Что касается гражданских «ультра», то с ними генерал церемонился еще меньше. Как только он вернулся в метрополию, алжирский «Комитет общественного спасения» принял наглую резолюцию с требованием запретить во Франции все политические партии. Де Голль немедленно реагировал на это телеграммой Салану: «По поводу досадного и несвоевременного инцидента, вызванного категорической резолюцией алжирского „Комитета общественного спасения“, я напоминаю вам, что этот комитет не имеет других прав, кроме как выражать под вашим контролем мнение своих членов».
Де Голль подчеркнуто отделял себя от алжирских «ультра» и одновременно показывал свой либерализм политическим партиям и вообще населению метрополии. Здесь находились его главные политические интересы. Для начала требовалось срочно стабилизировать экономику. В июне выпустили внутренний «золотой» заем, который быстро принес солидные средства. Буржуазия охотно приобретала облигации займа, выражая тем самым свое доверие де Голлю. Ведь ее прямой представитель, Антуан Пинэ, ведал теперь финансами. Вообще в новом правительстве оказалось необычайно много людей, связанных с банками и монополиями. Благоприятная реакция биржи, в свою очередь, не оставляла никаких сомнений относительно классовой природы новой власти. А эту власть следовало закрепить законом путем введения новой конституции.

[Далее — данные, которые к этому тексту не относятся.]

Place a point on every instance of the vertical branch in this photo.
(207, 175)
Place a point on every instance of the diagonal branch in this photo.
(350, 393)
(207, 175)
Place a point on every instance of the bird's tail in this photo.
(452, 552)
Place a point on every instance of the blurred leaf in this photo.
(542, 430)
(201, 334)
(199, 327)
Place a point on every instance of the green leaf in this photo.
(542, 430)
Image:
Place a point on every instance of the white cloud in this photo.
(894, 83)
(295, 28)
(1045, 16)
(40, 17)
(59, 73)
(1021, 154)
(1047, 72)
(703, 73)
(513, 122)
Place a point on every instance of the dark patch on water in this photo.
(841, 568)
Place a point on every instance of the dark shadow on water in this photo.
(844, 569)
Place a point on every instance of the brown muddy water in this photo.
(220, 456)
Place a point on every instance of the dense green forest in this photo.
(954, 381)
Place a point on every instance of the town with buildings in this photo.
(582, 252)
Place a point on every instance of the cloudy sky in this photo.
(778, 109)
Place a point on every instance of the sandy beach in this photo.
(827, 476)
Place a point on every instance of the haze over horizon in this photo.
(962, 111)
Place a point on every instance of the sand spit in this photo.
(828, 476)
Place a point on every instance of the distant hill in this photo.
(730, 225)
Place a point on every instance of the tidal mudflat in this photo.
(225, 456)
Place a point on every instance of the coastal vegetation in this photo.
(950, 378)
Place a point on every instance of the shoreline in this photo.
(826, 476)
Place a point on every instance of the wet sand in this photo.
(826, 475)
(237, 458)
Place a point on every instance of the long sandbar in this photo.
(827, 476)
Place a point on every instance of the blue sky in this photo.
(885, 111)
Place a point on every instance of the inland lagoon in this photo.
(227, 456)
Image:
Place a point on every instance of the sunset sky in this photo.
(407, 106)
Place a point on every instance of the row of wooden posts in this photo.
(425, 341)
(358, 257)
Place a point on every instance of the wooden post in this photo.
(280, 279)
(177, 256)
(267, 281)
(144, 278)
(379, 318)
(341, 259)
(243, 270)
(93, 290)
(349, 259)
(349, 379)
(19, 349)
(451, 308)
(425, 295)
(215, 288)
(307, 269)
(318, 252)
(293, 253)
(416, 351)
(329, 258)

Ее готовили необычайно быстро, по специально упрощенной процедуре, причем де Голль очень торопил комитеты, занимавшиеся этим делом. К середине августа проект был готов. Традиционный французский парламентаризм уходил в область истории. Во имя принципа «разделения властей» резко ограничивались права парламента и в меньшей степени правительства. Зато небывало широкими полномочиями наделялся президент. По статье 16 новой конституции президент мог, если он сочтет необходимым, взять на себя совершенно неограниченную власть. Все сразу догадались, кто станет президентом. Конечно, неустойчивость внутриполитического положения, зависимость от политических партий в утверждении нового строя и решении алжирской проблемы вынудили де Голля согласиться пока на сохранение некоторых элементов парламентаризма, например принципа ответственности правительства перед парламентом. Во всяком случае, конституция создавала исходный пункт для движения к небывалой персонализации политической власти. Конституция 1958 года оказалась лишь первым этапом создания институтов и методов управления Пятой республики. Многое зависело от того, как и кем применяется конституция. Пока де Голль соглашался на определенный компромисс с партиями «системы».
В новой конституции мировоззрение де Голля, пронизанное духом истории, обращенное в прошлое, его инстинктивная склонность к монархической идее странным образом совпадали с новейшей тенденцией государственно-монополистического капитала к сильной власти. Одновременно конституция отвечала массовым антипарламентским настроениям, широко распространившимся в последние годы в обреченной на бессилие Четвертой республике.